Of course, the SEIU is denying they’re slow-walking the process – a claim as believable as a Paris Hilton claim of chastity or a Charlie Sheen claim of sobriety. But there are other aspects of this brouhaha which ought to get the public’s dander up, as well.
For instance: If the county says the union is stonewalling negotiations and the union says it’s not, who are taxpayers to believe since the negotiations are closed to the public? Not to union members, by the way. Just to the average citizen who will have to cough up the dough to fund whatever the negotiators agree to.
Even more egregious, however, is the fact that once a final agreement is hammered out, no matter how long it takes, each and every SEIU member will be given an opportunity to vote on accepting the deal or rejecting it. Alas, no such opportunity to give a similar thumbs-up or thumbs-down will be afforded to those who will pay (through the nose) for it.

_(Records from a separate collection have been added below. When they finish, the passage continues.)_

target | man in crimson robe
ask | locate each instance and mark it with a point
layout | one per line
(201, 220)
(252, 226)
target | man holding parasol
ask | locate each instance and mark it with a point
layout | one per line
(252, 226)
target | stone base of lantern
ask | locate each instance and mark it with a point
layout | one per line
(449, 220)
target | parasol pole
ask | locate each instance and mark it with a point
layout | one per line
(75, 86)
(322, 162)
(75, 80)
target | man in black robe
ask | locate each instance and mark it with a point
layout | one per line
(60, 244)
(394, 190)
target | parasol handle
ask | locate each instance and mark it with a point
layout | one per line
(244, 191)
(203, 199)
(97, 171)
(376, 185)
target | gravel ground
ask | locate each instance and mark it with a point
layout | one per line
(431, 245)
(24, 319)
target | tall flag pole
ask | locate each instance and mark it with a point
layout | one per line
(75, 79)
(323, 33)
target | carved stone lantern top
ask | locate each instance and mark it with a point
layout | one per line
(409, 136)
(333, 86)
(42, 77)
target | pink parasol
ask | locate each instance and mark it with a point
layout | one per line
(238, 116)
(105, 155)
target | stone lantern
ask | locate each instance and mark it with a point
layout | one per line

SEIU spinmeister Nick Di Archangel claims the main thing slowing down negotiations is that “all 40 articles of the contract are being reviewed and it takes time to keep members abreast of changes.”
Hello? Who is keeping the members of the public abreast of changes? Why is the process being slowed down to tell union members of changes in contract negotiations without informing the public of such changes, too? And while we’re on this inquiring-citizens-wanna-know train of thought, noodle this:
Schoenmann reports that Clark County Commissioner Tom Collins thinks the county “should stop hitting employees in their pocketbooks and look for savings from places other than wages. He suggested, as an example, decreasing paid sick days from 12 a year to eight or eliminating one paid holiday a year.”
Here’s what I think:
I think the SEIU members should give back the pay hikes they shouldn’t have gotten over the last three years in the middle of this recession in the first place AND an indefinite freeze on merit pay and longevity pay AND a reduction in paid sick days and holidays commensurate with the average number of paid sick days and holidays workers in the private sector receive.
Oh, and if a government job is non-essential, whether we can “afford” it or not: Layoff. Enough coddling and pussy-footing around.